Renee Paradis was among up to 25 volunteer lawyers and interpreters at John F. Kennedy’s Terminal 4 in New York. They carried handmade signs in Arabic and Farsi “that say we’re lawyers, we’re here to help. We’re not from the government,” Paradis said.

Some people coming in have had to make hard choices.

A Yemeni family was to arrive at JFK on Sunday from Egypt after leaving two of their four children behind. The father and two children are U.S. citizens and the mother has an immigrant visa, but the other two children don’t have their papers yet.

“They just don’t want to take a chance of waiting,” Paradis said.

U.S. officials say said up to 60,000 foreigners had their visas “provisionally revoked” to comply with Trump’s order.

The State Department has advised refugee aid agencies that refugees who had been scheduled to travel before the order was signed will now be allowed into the U.S.

Amid the confusion, green card holder Ammar Alnajjar, a 24-year-old Yemeni student at Southwest Tennessee Community College, cut short his planned three-month visit with his fiancee in Turkey, paying $1,000 to return immediately when the ban was lifted.

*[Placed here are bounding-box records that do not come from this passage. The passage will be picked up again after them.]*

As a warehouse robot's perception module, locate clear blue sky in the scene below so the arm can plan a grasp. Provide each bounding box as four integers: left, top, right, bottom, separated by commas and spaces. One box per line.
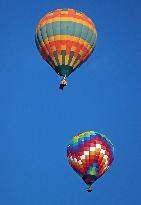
0, 0, 141, 205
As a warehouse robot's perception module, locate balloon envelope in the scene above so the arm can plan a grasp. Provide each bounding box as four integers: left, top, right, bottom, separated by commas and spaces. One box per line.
67, 131, 114, 186
35, 9, 97, 77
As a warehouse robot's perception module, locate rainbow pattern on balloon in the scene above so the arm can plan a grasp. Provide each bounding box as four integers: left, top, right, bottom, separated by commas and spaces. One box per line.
67, 131, 114, 185
35, 9, 97, 77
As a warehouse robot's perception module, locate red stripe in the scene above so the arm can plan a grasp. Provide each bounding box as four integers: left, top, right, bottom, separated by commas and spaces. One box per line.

“I got to study. I got to do some work,” said Alnajjar, who arrived at JFK on Saturday. He said he fled civil war in Yemen and moved to the U.S. from Turkey in 2015.

Immigration attorney Julie Goldberg said she was trying to arrange flights for dozens of Yemeni citizens who have immigrant visas and were stranded in the African nation of Djibouti.

A 12-year-old Yemeni girl whose parents and siblings are U.S. citizens living in California was finally allowed to depart after “an hour-and-half of fighting” with officials, Goldberg said.

“Her mother is on pins and needles … her father is on the plane with her,” said Stacey Gartland, a San Francisco attorney who represented the girl.

Somali refugee Nadir Hassan said about 140 refugees were sent back to the Dadaab refugee camp in Kenya after the Trump travel ban and it was unclear if or when they could travel to the U.S. They had been expected to settle in the U.S. this week.

“I was hoping to start a new life in the U.S.” Hassan said. “We feel bad.”

In Tehran, the semi-official Fars news agency reported Sunday that a ban on U.S. wrestlers had been lifted following the judge’s ruling halting the Trump travel ban, allowing them to take part in the Freestyle World Cup later this month in the Iranian city of Kermanshah.